CREATE PROCEDURE spOverwriteMarketing @Marketing [dbo].[MarketingType] READONLY, @category varchar(256)
AS
BEGIN
MERGE [dbo].[Marketing] AS target
USING @Marketing AS source
ON (target.ProfileID = source.ProfileID and target.Category = @category)
WHEN MATCHED THEN
UPDATE SET State = source.State
WHEN NOT MATCHED THEN
INSERT (ProfileID, State, Category)
VALUES (source.ProfileID, source.State, source.Category)
END
In your database, define the table type with the same name as the sqlWriterTableType. The schema of the table type should be same as the schema returned by your input data.
CREATE TYPE [dbo].[MarketingType] AS TABLE(
[ProfileID] [varchar](256) NOT NULL,
[State] [varchar](256) NOT NULL,
[Category] [varchar](256) NOT NULL,
)
The stored procedure feature takes advantage of Table-Valued Parameters.
Note
If you write to Money/Smallmoney data type by invoking Stored Procedure, values may be rounded. Specify the corresponding data type in TVP as Decimal instead of Money/Smallmoney to mitigate.

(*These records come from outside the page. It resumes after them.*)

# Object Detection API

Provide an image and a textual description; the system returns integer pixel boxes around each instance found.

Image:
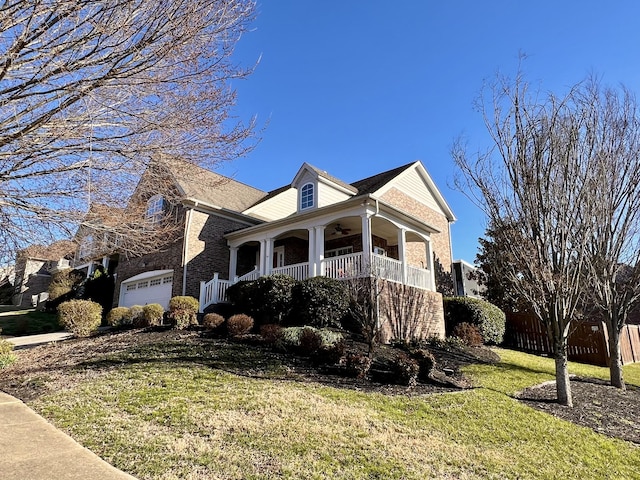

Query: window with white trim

[300,183,315,210]
[146,194,164,225]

When you copy data from or to Azure SQL Database, the following mappings are used from Azure SQL Database data types to Azure Data Factory interim data types. See Schema and data type mappings to learn how Copy Activity maps the source schema and data type to the sink.

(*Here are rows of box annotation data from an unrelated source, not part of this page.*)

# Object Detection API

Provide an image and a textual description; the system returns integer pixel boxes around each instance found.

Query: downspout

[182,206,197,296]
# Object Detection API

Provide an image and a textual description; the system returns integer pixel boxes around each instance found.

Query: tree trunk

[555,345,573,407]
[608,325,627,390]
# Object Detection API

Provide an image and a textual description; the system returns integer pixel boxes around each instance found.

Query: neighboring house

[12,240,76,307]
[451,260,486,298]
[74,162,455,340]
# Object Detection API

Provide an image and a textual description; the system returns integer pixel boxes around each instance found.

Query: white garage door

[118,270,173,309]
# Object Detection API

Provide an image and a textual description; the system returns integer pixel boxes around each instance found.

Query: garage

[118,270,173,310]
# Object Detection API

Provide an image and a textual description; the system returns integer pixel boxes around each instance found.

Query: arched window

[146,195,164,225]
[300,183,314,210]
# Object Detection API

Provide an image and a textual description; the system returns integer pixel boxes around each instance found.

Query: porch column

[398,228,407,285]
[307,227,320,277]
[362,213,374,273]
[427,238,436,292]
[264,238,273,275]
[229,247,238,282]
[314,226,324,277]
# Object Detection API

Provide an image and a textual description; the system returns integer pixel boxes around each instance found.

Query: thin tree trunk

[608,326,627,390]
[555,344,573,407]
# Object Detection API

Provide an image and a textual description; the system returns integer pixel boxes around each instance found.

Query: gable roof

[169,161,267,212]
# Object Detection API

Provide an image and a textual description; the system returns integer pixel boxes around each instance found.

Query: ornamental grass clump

Azure SQL Database data type | Data Factory interim data type |
---|---|
bigint | Int64 |
binary | Byte[] |
bit | Boolean |
char | String, Char[] |
date | DateTime |
Datetime | DateTime |
datetime2 | DateTime |
Datetimeoffset | DateTimeOffset |
Decimal | Decimal |
FILESTREAM attribute (varbinary(max)) | Byte[] |
Float | Double |
image | Byte[] |
int | Int32 |
money | Decimal |
nchar | String, Char[] |
ntext | String, Char[] |
numeric | Decimal |
nvarchar | String, Char[] |
real | Single |
rowversion | Byte[] |
smalldatetime | DateTime |
smallint | Int16 |
smallmoney | Decimal |
sql_variant | Object * |
text | String, Char[] |
time | TimeSpan |
timestamp | Byte[] |
tinyint | Byte |
uniqueidentifier | Guid |
varbinary | Byte[] |
varchar | String, Char[] |
xml | Xml |
For a list of data stores supported as sources and sinks by Copy Activity in Azure Data Factory, see Supported data stores and formats.